Another stupid conspiracy thread by Threadstarter.
I wrote the stupid conspiracy article.
perhaps. but I don't think it's accurate to spin it like this. Execs do this for all genres of music. There are plenty of other realms where black men and women are being destroyed specifically. The music industry is not exclusively targeting black men. it targets suckers, whether they be artists or consumers. the problem is not the industry taking advantage of folks. the problem is one's personal ignorance of how contracts work and chasing money/fame. the article in the OP is sensational and this is not the era for that, imo.

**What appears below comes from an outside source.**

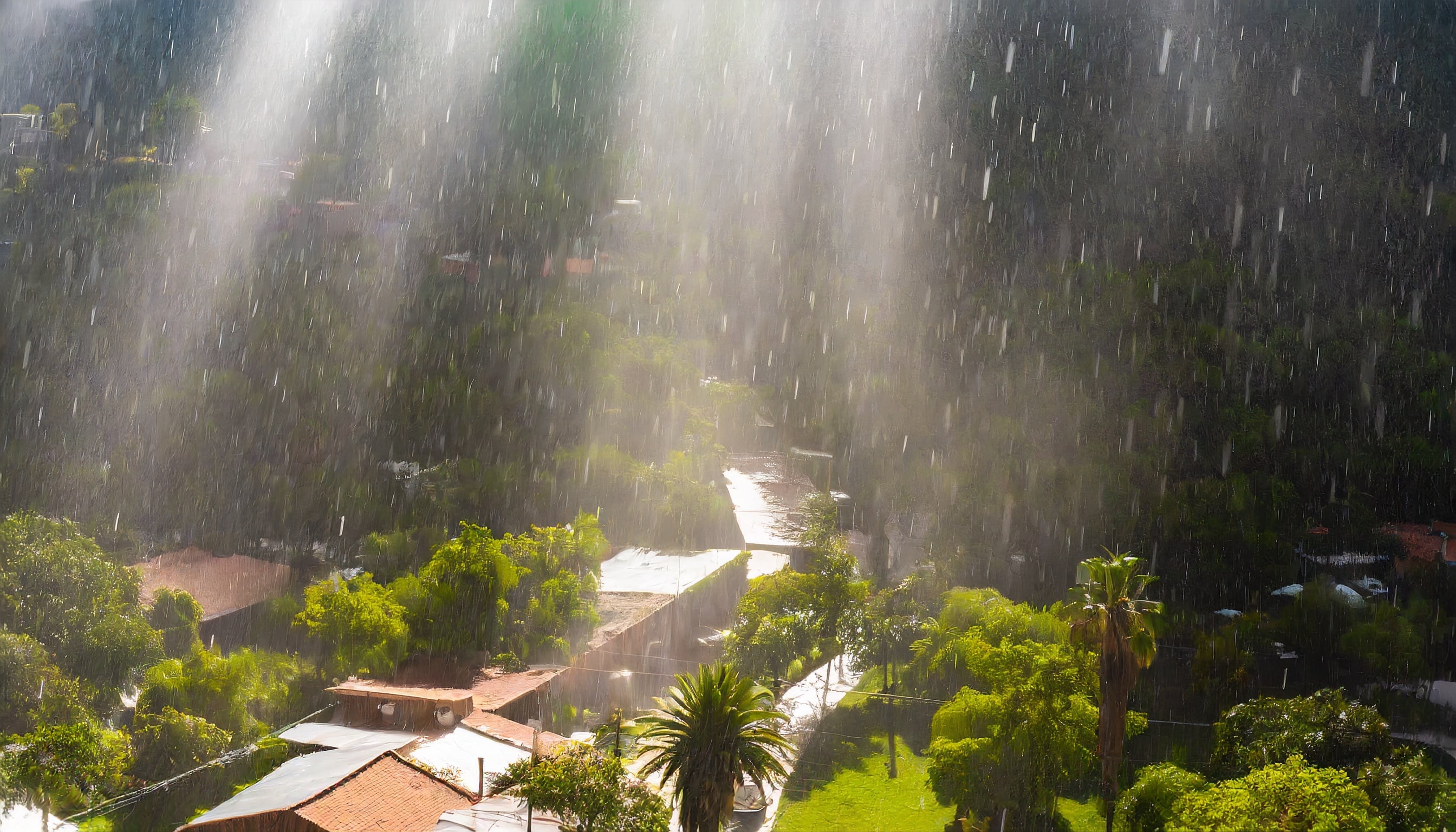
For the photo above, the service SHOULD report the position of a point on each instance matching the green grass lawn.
(862, 797)
(1084, 816)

Where did I imply the music industry was exclusively targeting black men? Yes, industry exploitation happens to people of all races, in all genres, but I was writing for a Hip-Hop site where a good deal of the audience are conscious people of color, so the article is for that audience. If I wanted to write about how Country music preys on Mandy Mckenzie from Memphis then I could do that credibly, but I'm not personally invested in that genre. I feel like when people publish or speak this type of rhetoric the people take it as if our whole point is that Hip-Hop is solely responsible for the downfall of the black community, and it's a frustrating deflection that prevents any constructive discourse on the subject. Instead of discussing how we can change exploitation in the industry, it becomes a referendum on the validity of the idea of exploitation, or about "b-b-but this happens to everybody!"...right now, I'm exclusively concerned with the plight of people of color. I'd be willing to bet everyone who appears to be on opposite sides here fundamentally agree that labels exploit artists. Let's try to move this discussion forward.

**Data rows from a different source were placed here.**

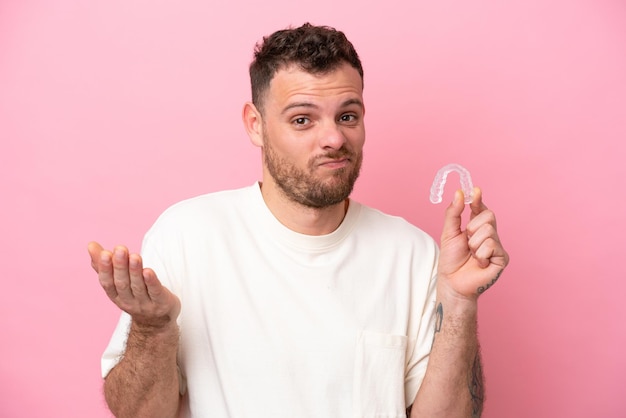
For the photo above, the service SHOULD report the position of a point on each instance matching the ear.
(253, 122)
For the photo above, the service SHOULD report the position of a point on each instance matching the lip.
(335, 163)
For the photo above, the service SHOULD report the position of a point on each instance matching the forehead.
(294, 84)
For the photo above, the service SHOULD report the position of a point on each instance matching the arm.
(470, 262)
(145, 381)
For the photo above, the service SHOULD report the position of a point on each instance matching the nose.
(332, 136)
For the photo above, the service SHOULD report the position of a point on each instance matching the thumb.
(452, 220)
(94, 253)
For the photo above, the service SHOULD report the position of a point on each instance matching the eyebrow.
(346, 103)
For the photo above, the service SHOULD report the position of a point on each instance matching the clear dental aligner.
(436, 190)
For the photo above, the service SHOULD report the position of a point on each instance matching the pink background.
(112, 110)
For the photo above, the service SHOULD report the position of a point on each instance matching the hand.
(470, 261)
(135, 290)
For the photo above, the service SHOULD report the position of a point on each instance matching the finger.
(94, 250)
(137, 285)
(121, 274)
(153, 285)
(485, 252)
(452, 219)
(105, 274)
(477, 206)
(484, 219)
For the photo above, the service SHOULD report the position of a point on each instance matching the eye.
(301, 121)
(349, 118)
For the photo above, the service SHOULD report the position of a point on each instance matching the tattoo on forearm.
(438, 320)
(476, 387)
(483, 289)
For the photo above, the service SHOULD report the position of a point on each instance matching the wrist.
(455, 302)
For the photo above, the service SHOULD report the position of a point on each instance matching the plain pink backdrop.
(110, 111)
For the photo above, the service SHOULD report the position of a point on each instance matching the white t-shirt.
(279, 324)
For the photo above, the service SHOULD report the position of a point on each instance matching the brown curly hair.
(315, 49)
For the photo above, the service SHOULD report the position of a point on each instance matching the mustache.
(335, 155)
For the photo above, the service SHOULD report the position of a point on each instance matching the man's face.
(313, 134)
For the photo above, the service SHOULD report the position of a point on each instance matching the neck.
(301, 218)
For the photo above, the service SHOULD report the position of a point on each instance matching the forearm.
(453, 384)
(145, 381)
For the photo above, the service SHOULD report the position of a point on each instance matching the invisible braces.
(436, 190)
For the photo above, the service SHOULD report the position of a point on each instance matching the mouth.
(334, 163)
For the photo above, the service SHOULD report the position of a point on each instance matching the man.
(287, 298)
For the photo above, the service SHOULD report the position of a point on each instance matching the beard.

I can't speak for other people who say shyt like this, but in writing this article, my point wasn't to make Hip-Hop seem like the scourge of human history, im pointing out how the industry preys on black youth, specifically so all these dudes waiting for a label to save them, spending their days @ing signed artists on Twitter can wake up. This isn't me trying to be condescending or shyt on my own music...I fukking live and breathe Hip-Hop, that's why I'm trying to raise awareness anyway I can. I recognize Hip-Hop's power as a culture, as a voice for the oppressed, as a means of creating a financial infrastructure for people of color, but I also recognize how these labels are pimping the game to drain all of that out and just make it about vapidity.
Even if you have what it takes to be a professional musician (which 9/10 don't anyway) it's not worth it to sign one of those deals unless you can negotiate one in your favor, and you can only do that with contacts and knowledge that most people don't have. Most of these kids are too desperate or disillusioned to be patient and build a strong enough buzz to get a good deal. Not to mention the illusion of wealth and the lifestyle gasses them up and they just sign. You compound glamor and perceived wealth and even kids with opportunity/family set their sights on entertainment and put on tunnel vision to everything else. Hip-Hop is perceived as the primary means of "making it", when that couldn't be more false. This is by design.

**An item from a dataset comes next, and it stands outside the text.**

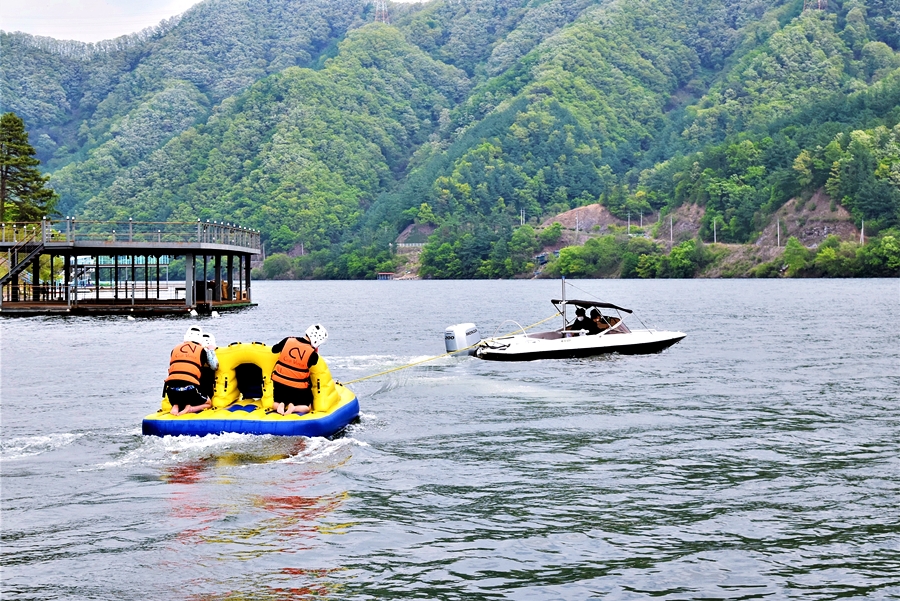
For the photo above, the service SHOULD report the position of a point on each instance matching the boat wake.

Additionally, the fact that this is happens to black people who are already in the throes of a system that wants them dead or in jail is notable. Intentional or not, the industry's exploitation of black people ends up compounding into a corollary of every other means of America subjugating blackness. At best, you can't deny that labels exploiting black artists is an unfortunate cross-purpose, at worst, it's another intentional tactic in an agenda to keep us down. Then you factor in that the content of most of this music is nihilistic,self destructive shyt that, (no matter what anyone says) in part contributes to a mindset that leads to jails and early graves..it's problematic. Then the artist doesn't even make enough money to pull a Jay-Z and attempt to give back. Who wins in that scenario? Way more people lose.
Making this article was just one of many things I want to do to contribute and show people that maybe bending over for a label that doesn't care about you isn't the move. It's not about "why don't you stop listening to rap then", it's about trying to do something to change the system and reclaim rap. Even if I'm idealistic, I'd rather be idealistic than complacent. Ideally, we could find Independence from a system made to exploit us ran by people who wrote a constitution that states we're less than human. I mean the industry gives out "slave deals" to black men and women. If you can't see a cringe-worthy historical context in that sentence alone I don't know what to say. It's kind of maddening to me how people don't see this but I understand everyone reaches conclusions in their own time.
I don't understand how I can be a conspiracy theorist sensationalist when I pulled all of those "steps" from things we've seen, read or heard actually happen to artists within the past 3 years alone? It's not like I started talking about worshiping and sacrificing and all that other goofy shyt. The compounding of all those aspects into one "character's" story might read sensationalist, but that's how you gotta wake people up, you have to jar people. I have gotten a lot of positive feedback from people who didn't specifically know how the industry moved, so I feel like the piece served it's purpose. But anyways. I knew the opposition would show up if this thread did numbers so this is my explanation for the article. I really don't care to get into long drawn out debates, this was my reasoning, agree or disagree.